Holly, my infusion nurse (she’s a sweetie; she was also Toby’s IV nurse) sets up my three bags of juice – Decadron, saline solution and Zometa – sticks the needle to me, and I’m off to the races.

[Okay, okay, so you’re saying: “What’s with the Decadron? You never mentioned no Decadron.” (You really ought to watch those double negatives.) Well, remember after Zometa One? When I got all kinds of sick and all? And I told you that next time I was going to take it like a woman?

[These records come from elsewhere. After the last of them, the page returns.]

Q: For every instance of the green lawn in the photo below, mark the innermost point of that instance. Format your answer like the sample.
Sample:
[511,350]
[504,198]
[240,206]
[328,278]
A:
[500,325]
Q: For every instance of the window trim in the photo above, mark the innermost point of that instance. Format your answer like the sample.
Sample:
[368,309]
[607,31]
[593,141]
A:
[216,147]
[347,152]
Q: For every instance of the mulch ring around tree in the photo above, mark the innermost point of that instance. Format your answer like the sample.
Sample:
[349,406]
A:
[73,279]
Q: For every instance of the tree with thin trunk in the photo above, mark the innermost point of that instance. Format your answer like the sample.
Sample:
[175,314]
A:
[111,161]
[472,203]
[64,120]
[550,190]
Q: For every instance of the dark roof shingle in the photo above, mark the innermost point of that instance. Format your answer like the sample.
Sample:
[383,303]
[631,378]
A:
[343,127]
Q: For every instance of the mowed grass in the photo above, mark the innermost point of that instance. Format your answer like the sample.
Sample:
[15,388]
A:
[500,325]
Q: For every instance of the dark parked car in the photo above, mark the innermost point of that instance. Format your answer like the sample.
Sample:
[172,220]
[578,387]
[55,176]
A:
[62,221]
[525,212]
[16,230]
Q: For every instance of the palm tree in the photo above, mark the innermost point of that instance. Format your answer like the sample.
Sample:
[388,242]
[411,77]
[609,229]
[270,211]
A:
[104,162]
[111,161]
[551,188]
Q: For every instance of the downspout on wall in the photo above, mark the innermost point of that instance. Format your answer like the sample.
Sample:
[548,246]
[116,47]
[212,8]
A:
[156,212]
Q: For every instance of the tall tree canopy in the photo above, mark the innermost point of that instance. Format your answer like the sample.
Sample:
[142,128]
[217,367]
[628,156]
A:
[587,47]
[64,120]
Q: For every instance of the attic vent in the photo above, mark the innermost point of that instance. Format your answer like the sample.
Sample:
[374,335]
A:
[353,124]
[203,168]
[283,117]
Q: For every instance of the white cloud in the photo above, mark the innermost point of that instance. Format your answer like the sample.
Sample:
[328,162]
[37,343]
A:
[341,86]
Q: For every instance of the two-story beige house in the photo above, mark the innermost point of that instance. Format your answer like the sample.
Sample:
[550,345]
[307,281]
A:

So the next time, like the manly man I was, I asked if there wasn’t something they could give me for the nausea and all. I mean, Toby had these pills. And I thought maybe something like that. Well, for Zometa Two, they add a bag of Decadron, short for Dexa something, something, something. It’s a steroid of some sort that amongst other things is good for calming down the Zometa effects. So, the next day, instead of wishing I was in Cincinnati, I was full of “piss and vinegar”. I had lots of energy. I did things. I could have hit home runs. And Thursday too.
On Friday, the Rabbi Slept. No wait! That’s another book. On Friday I slept, but I felt good.
Somehow, I, uh, forgot to mention it. Just like a woman…. I mean man, man! (Oh, no!)]

So, I’m sitting there, sipping a dark roast coffee, nibbling on a granola bar and reading my biography, when the Doc walks over to me and starts probing my neck around the jugular vein and down into the clavicle and it’s getting slightly uncomfortable (but I didn’t complain; I didn’t complain. I didn’t even wince) and I says: “Did I do something wrong, again?” And he says: “No, not at all,” but he’s still probing. Then he says: “You had a lymph node, but I don’t feel it anymore.”

Then he smiled a big warm smile, looked me in the eyes and tapped my cheek twice the way a grandfather would to a son or grandson and said quietly: “Very good,” and walked away. Toby smiled and felt very relieved.

I think I just moved the Dr. to the optimistic side of professionally neutral. But he’s not going to make any predictions until the CAT scan after 12 weeks of Tarceva. This Sunday will be week 4.

I, on the other hand, am still caustically optimitious, uh, optimitiously caustic? No, cautiously optimistic.

 So that’s the news from Lake Woebegone, where the men are all handsome, the women have handfuls, and children had damn well better get all A’s or there’s hell to pay for the teachers.

Hugs & Kisses

Rudy the Beardless

PS. Oh, I forgot to mention I clipped my beard and hair so that I could get the cream on to the rash. I attached a pic. Ain’t I cute.